I need some help with designing a database. My aim is to persistently store a number of pandas DataFrames in a searchable way, and from what I've read SQLite is perfect for this task.
Each DataFrame contains about a million rows of particle movement data like this:
z y x frame particle
0 49.724138 45.642857 813.035714 0 0
3789 14.345679 2820.537500 4245.162500 0 1
3788 10.692308 2819.210526 1646.842105 0 2
3787 34.100000 2817.700000 1375.300000 0 3
3786 8.244898 2819.729167 1047.375000 0 4
Using sqlalchemy I can already store each DataFrame as a table in a new DataBase:
from sqlalchemy import create_engine
import pandas as pd
engine = create_engine("sqlite:////mnt/storage/test.db")

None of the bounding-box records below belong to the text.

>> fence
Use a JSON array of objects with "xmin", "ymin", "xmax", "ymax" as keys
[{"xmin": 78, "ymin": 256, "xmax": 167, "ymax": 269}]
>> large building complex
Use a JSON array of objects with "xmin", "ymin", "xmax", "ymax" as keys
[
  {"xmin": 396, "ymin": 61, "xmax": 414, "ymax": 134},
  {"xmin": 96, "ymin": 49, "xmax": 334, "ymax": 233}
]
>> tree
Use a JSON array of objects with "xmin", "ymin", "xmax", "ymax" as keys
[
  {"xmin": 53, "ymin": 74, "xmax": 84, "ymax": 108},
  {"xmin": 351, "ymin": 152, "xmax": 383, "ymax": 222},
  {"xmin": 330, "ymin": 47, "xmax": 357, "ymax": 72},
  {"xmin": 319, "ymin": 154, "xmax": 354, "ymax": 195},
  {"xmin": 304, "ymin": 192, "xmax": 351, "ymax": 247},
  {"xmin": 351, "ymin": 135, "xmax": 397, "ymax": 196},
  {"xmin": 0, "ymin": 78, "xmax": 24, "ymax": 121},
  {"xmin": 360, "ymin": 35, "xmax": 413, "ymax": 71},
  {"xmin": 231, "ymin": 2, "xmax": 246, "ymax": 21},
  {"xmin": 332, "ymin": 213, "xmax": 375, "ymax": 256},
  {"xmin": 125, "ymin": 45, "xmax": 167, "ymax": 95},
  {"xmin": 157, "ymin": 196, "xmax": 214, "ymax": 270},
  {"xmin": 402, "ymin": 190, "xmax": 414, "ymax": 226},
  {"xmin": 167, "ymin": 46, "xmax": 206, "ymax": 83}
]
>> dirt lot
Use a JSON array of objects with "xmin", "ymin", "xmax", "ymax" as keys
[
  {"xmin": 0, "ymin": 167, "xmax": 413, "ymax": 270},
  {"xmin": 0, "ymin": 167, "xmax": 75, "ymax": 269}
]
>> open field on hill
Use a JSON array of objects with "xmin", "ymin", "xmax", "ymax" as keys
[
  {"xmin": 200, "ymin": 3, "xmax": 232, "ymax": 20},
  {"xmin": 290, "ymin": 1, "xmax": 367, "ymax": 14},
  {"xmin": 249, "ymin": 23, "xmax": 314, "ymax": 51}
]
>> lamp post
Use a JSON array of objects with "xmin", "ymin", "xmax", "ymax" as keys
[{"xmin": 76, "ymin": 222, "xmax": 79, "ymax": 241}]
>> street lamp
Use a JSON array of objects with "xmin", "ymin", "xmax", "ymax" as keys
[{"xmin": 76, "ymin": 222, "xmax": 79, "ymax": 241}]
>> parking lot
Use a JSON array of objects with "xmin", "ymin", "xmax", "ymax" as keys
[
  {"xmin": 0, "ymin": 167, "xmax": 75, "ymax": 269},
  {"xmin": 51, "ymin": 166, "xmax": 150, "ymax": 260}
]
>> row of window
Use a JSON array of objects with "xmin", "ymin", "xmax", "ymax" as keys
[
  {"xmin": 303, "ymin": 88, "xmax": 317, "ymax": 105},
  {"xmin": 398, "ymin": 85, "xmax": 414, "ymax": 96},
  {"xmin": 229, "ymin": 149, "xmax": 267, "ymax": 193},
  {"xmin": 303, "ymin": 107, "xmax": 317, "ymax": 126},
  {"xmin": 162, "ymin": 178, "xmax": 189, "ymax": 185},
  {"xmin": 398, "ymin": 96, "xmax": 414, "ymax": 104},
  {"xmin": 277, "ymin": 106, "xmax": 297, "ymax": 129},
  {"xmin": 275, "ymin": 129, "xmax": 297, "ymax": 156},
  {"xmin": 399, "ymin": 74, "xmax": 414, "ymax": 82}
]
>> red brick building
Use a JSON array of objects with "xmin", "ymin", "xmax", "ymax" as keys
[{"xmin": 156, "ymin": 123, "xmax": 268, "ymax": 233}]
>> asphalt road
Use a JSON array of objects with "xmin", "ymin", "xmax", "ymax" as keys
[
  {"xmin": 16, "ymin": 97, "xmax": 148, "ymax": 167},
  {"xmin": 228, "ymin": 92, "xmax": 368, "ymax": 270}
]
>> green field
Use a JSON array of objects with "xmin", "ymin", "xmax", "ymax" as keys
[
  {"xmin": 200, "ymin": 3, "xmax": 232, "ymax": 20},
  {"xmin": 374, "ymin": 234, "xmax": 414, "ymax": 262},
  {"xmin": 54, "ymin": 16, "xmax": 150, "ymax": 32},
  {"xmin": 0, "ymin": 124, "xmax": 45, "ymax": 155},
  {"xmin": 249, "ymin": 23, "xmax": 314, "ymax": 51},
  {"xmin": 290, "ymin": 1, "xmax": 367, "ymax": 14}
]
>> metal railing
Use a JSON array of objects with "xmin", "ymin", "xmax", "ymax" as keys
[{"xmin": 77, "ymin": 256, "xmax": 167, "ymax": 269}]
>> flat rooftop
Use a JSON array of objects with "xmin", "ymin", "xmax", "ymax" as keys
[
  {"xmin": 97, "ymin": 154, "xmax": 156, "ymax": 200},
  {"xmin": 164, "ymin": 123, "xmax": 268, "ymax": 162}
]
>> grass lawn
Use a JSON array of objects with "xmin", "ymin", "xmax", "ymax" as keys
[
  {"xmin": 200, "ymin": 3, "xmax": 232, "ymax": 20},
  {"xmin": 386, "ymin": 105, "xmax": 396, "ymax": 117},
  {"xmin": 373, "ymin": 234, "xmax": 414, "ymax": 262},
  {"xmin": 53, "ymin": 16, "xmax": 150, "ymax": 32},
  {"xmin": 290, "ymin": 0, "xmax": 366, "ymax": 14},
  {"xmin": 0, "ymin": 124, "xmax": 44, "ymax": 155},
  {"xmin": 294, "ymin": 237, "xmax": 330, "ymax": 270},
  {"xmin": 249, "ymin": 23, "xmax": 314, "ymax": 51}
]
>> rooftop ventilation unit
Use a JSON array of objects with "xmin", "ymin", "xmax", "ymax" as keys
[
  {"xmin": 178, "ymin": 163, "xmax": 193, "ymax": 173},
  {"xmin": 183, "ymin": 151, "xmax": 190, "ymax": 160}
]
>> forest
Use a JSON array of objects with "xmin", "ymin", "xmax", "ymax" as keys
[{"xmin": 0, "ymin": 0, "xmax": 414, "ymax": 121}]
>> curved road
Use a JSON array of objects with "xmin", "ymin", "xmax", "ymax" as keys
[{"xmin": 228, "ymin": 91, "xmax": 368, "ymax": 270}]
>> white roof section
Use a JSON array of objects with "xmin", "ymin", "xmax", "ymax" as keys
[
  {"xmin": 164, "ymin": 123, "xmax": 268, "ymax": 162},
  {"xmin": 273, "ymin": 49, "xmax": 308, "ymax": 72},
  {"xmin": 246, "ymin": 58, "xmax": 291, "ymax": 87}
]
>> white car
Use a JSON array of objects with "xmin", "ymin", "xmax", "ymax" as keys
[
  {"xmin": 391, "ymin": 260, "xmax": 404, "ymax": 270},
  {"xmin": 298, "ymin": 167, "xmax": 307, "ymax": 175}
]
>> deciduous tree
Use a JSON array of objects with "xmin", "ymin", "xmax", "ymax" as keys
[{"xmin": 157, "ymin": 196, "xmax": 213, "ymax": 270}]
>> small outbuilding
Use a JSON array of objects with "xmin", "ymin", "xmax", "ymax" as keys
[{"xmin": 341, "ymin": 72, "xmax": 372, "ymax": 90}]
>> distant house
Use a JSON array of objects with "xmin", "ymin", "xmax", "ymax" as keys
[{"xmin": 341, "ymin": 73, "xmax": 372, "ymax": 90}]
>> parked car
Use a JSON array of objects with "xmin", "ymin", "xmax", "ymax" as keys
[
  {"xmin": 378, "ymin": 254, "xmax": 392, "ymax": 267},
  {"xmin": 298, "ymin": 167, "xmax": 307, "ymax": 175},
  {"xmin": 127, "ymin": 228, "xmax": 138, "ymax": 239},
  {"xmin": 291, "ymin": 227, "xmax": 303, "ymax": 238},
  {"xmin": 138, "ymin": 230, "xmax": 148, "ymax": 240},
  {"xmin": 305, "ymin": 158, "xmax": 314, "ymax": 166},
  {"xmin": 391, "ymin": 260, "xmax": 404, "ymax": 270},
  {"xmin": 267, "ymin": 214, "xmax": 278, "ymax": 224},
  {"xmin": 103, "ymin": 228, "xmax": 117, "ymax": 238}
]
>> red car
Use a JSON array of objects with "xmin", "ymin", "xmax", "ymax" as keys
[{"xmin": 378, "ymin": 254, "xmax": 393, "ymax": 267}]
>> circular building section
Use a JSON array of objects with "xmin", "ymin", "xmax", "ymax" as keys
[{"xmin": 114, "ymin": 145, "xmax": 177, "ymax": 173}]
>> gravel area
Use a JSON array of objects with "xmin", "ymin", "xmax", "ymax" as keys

exp1 = pd.read_csv("/mnt/storage/exp1.csv")
exp2 = pd.read_csv("/mnt/storage/exp2.csv")
exp3 = pd.read_csv("/mnt/storage/exp3.csv")
exp1.to_sql("exp1", engine, if_exists="replace")
exp2.to_sql("exp2", engine, if_exists="replace")
exp3.to_sql("exp2""exp3", engine, if_exists="replace")
But this is too basic. How can I store each DataFrame/experiment with a couple of metadata fields like Name
, Date
in such a way that later on it's possible to return all experiments conducted by a certain person, or on a specific date?
I will add more columns over time. Assuming each DataFrame/experiment has a column temperaturevelocity
, how could I retrieve all experiments where the mean temperature value is below or above an arbitrary threshold?